EI governance is an emerging need in health enterprises today. This white paper highlights the decision-making body, framework, and process for optimal EI governance inclusive of five areas of focus: program governance, technology governance, information governance, clinical governance, and financial governance. It outlines relevant parallels and differences when forming or optimizing imaging governance as compared with other established broad horizontal governance groups, such as for the electronic health record. It is intended for CMIOs and health informatics leaders looking to grow and govern a program to optimally capture, store, index, distribute, view, exchange, and analyze the images of their enterprise (Fig. 1).
The EI education workgroup recommends the EI advocates to study this whitepaper and familiarize themselves with the content which provides in-depth information to create an EI governance strategy. [9]
Step 9: Implement an EI Project
The first decision to make as an enterprise is who do you want to be? If the decision is to be innovative and have a fully image-enabled EHR to facilitate better patient care, then the hard work begins. Typically, an informatics expert from an imaging-heavy department, such as radiology, initially sees the need and spearheads the initiative.
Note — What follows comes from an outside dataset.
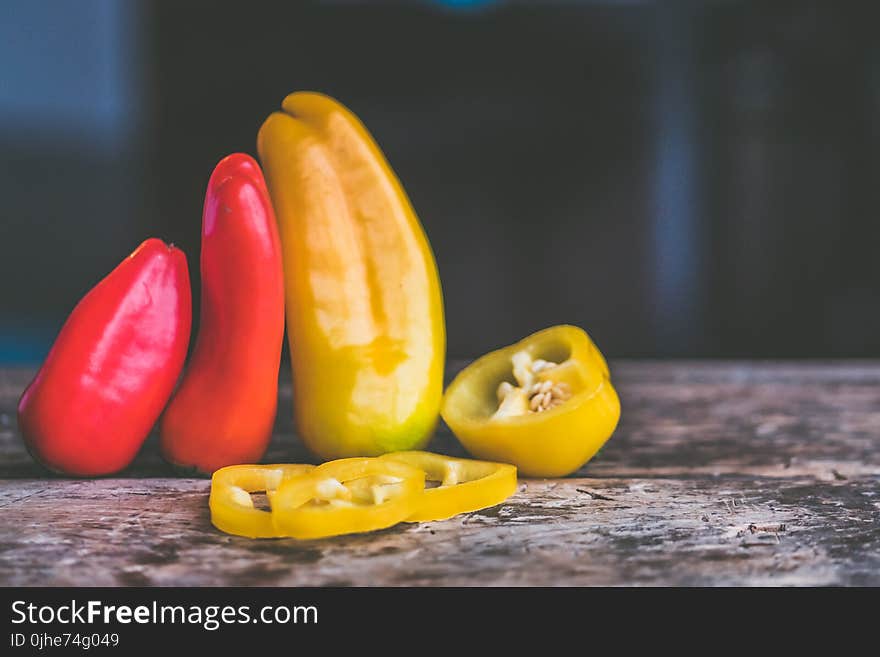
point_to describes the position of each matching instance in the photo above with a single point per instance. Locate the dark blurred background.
(682, 179)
The champion gives an EI presentation to the executive staff in an effort to educate, inform, and clarify any misconceptions. The most significant misconception is that EI mostly benefits radiology or it is a radiology project and not an enterprise initiative. The most prominent mistake I have seen multiple times is the failure to not consider EI in the early steps of replacing or upgrading the EHR. When an EHR replacement stretches the IT staff, it is challenging to add-on EI in the middle of the process or during the EHR optimization phase. Concurrent planning works best and similar resources such as a physician or nurse informatics groups can be leveraged for both initiatives. Once approval for the project is secured, form a small team of leaders to start the preplanning.
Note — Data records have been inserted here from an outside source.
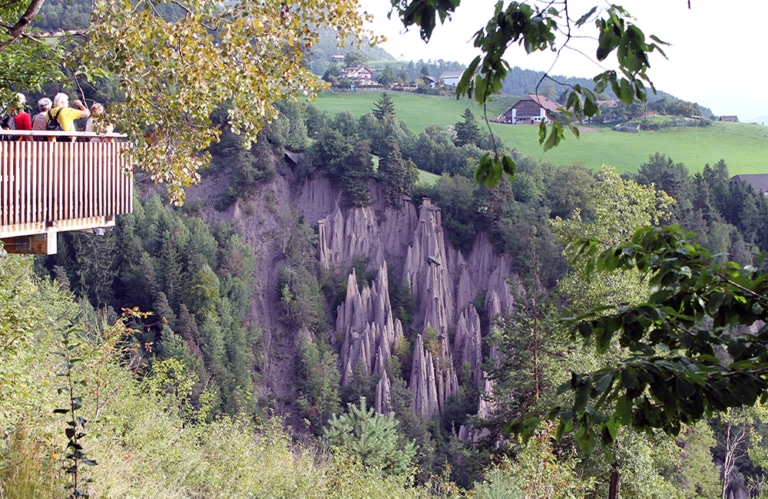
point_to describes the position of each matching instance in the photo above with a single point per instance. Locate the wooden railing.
(56, 186)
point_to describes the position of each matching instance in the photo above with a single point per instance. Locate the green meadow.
(744, 147)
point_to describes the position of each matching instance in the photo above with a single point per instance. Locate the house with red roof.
(362, 74)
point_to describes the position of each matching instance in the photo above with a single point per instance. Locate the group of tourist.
(57, 113)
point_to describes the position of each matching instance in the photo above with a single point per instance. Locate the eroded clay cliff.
(444, 283)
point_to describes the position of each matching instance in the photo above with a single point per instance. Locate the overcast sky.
(716, 57)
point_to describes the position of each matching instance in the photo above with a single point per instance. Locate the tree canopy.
(537, 28)
(175, 62)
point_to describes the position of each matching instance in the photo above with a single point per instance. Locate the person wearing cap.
(65, 114)
(22, 119)
(39, 120)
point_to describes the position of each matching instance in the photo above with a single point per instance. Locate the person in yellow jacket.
(66, 115)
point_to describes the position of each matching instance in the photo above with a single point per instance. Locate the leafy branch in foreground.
(697, 345)
(76, 456)
(538, 29)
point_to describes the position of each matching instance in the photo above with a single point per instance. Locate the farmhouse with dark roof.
(531, 109)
There are many paths to begin the journey of implementing an EI project. To obtain more information, attend a national conference such as the Radiological Society of North America (RSNA) or the Healthcare Information and Management Systems Society (HIMSS) or the Society for Imaging Informatics in Medicine (SIIM). The major vendors are present who can demonstrate their products and answer any questions. A few companies will provide a return on investment projections or recommend their consulting arm to perform a full review of the organization. Secondly, research and rankings of the top vendors are available from data analytic platforms such as KLAS. These reports can help guide you to which vendors to visit at RSNA, SIIM, or HIMSS. Lastly, independent consultants can be hired to perform a thorough analysis of your current state of imaging and guide you through the process to your desired state.
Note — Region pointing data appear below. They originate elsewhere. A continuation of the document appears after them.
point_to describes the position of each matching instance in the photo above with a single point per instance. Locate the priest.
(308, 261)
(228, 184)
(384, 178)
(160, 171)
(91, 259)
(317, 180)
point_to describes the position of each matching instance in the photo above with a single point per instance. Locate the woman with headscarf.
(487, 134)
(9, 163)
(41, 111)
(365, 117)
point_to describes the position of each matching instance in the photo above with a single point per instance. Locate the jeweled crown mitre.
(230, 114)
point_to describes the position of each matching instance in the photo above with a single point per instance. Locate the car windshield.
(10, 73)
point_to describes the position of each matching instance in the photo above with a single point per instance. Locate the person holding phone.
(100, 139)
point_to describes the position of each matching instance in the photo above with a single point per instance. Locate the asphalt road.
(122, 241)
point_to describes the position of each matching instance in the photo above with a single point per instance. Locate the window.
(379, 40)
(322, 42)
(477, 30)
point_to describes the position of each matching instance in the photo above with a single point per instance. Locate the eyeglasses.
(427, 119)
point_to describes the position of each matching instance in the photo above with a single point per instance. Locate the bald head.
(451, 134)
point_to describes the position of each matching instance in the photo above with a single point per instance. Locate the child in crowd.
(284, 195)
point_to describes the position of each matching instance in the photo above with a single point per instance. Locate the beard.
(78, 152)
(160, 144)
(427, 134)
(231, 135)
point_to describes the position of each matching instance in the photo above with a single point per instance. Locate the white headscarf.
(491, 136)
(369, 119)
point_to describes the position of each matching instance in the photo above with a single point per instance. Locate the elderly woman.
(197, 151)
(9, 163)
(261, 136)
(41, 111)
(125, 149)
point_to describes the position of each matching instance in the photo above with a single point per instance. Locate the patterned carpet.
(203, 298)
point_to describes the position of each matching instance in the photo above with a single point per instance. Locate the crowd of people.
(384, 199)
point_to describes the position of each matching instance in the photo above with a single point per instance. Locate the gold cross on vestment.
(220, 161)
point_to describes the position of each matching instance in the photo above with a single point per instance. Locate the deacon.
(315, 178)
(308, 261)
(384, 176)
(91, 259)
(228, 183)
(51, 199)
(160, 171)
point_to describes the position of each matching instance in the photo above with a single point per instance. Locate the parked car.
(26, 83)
Meanwhile, having a better idea for your current imaging footprint will guide future enterprise decisions. Our IT staff compiled a list of over twenty different imaging applications installed at our institution. More importantly, knowing the maintenance costs, contract expirations, and end of life dates will assist with vendor selection. To lessen the workload and improve efficiencies, consolidating applications should be on the roadmap. Prioritization of heavy imaging departments might suggest that only vendors with robust pathology, radiology, and cardiology PACS and software solutions be considered. For example, sophisticated cardiology software can eliminate redundancies such as individual niche cardiac MR image management, an echocardiogram program, and an EKG application. Pathology departments may convert to whole slide digital imaging, and this needs to be supported by an EI VNA.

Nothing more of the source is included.